Thursday, December 4, 2008

Intropeksi dirilah

Untuk Insan yang Berfikir....!
Introspeksi kepada diri ini akan perilaku yang sudah diperbuat untuk Islam, Untuk Allah dan Rasulnya, Mengeluarkan segenap kemampuan untuk berkorban lebih banyak lagi karena memang insan ini bodoh dan penuh rasa khilaf yang merasa sudah benar, sudah baik, sudah banyak amalannya, sudah pasti masuk surga, sudah disayang Allah, dan sudah2222.......padahal mah amal ini tidak ada apa-apa dihadapan Allah Swt, dibandingkan dengan insan sholeh para dahulu kala seperti halnya para sahabat Nabi, Para Tabiin, Para pejuang Islam yang berhasil mengembalikan kejayaan Islam atau mati di tiang gantungan. Maka oleh karena itu renungkanlah-renungkanlah.....!!! setiap amalan yang kita punya, Hisablah dirimu sebelum Allah menghisabmu dirimu.

Benarkah engkau seorang pejuang? Mengaku diri sebagai pejuang, sebagai jundullah, sebagai aktivis, namun akhlak maupun tsaqafahnya tidak mencerminkan hal itu. Mengaku diri sebagai mujahid, namun niat ternoda oleh selain-Nya. Inilah yang Allah Subhanahu wa Ta’ala sindir di dalam Al Qur’an :


“Apakah kamu mengira kamu akan dibiarkan saja mengatakan ‘kami beriman’ sedang mereka tidak di uji lagi?” (QS. Al Ankaabut: 2-3)



Sang Pejuang Sejati

Masing-masing kita sebaiknya mengevaluasi diri, apakah kita memang sudah benar-benar menjadi pejuang di jalan-Nya atau jangan-jangan, baru sebatas khayalan dan angan-angan kosong belaka. Inginkan syurga, tetapi tidak siap menggadaikan diri, harta dan jiwa.

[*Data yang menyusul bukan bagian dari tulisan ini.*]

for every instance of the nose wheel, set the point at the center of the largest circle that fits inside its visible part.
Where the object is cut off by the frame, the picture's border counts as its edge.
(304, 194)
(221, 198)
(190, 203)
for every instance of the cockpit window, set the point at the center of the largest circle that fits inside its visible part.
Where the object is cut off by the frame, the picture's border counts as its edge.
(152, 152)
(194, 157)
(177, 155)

“Apakah kamu mengira bahwa kamu akan masuk surga, padahal belum nyata bagi Allah orang-orang yang berjihad di antaramu, dan belum nyata orang-orang yang sabar.” (QS. 3:142).

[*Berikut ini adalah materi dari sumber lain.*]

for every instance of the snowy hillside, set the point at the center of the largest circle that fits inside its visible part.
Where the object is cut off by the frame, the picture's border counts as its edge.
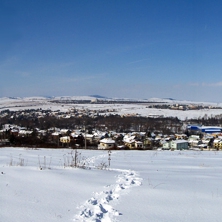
(40, 185)
(135, 107)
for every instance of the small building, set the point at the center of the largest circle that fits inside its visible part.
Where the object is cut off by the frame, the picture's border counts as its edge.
(65, 139)
(179, 144)
(106, 143)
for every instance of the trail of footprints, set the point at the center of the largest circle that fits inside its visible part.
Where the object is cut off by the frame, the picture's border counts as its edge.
(98, 208)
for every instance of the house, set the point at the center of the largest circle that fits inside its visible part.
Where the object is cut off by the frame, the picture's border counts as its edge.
(178, 144)
(106, 143)
(65, 139)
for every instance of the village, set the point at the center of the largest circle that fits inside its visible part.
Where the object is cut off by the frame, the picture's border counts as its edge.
(199, 138)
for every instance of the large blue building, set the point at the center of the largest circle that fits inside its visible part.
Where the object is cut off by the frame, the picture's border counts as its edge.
(205, 129)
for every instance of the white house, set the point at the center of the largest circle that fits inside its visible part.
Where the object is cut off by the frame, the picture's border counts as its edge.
(106, 143)
(178, 144)
(65, 139)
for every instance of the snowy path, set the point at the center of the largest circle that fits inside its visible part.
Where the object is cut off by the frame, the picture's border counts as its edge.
(99, 207)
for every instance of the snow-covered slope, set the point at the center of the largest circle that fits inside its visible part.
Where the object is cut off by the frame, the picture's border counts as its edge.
(37, 185)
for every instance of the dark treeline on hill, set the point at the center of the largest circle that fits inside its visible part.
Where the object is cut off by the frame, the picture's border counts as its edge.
(165, 125)
(119, 124)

Ya,,, kita mengira akan masuk surga dengan pegorbanan yang sedikit, seakan ingin menyamakan diri dengan hukum ekonomi kapitalis, “Mendapatkan output yang sebesar-besarnya, semaksimal mungkin, dengan input yang seminimal mungkin.”

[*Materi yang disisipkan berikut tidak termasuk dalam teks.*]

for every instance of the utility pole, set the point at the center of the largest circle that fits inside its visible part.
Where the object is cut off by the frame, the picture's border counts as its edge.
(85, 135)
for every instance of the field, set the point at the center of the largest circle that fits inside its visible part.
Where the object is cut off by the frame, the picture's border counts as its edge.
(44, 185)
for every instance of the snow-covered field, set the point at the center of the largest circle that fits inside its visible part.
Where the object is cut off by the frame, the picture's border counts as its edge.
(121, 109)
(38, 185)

Aduhai,, sesungguhnya hari akhir itu adalah perkara yang besar. Dan syurga yang luasnya seluas langit dan bumi itu, sangat mahal harganya. Rasulullah SAW bersabda :

Generasi awal sukses karena zuhud dan teguhnya keyakinan, sedang ummat terakhir hancur karena kikir dan banyak berangan muluk kepada Allah.”

Saat nasyid-nasyid perjuangan dilantunkan, gemuruh di dalam dada menjadi berkobar-kobar untuk berjuang. Tetapi sayang, ternyata hanya tersimpan di dalam dada dan semangat itu ikut surut seiring dengan berakhirnya lantunan nasyid. Tidak keluar dalam amaliyah yang nyata.

Demi Allah, keimanan bukanlah dilihat dari yang paling keras teriakan takbirnya, bukan pula dari yang paling deras air matanya kala muhasabah, dan bukan pula dari yang paling ekspresif menunjukkan kemarahan kala melihat Israel menyerang Palestina. Bukan pula dari yang paling banyak simbol-simbol keagamaannya. Karena itu semua hanya sesaat.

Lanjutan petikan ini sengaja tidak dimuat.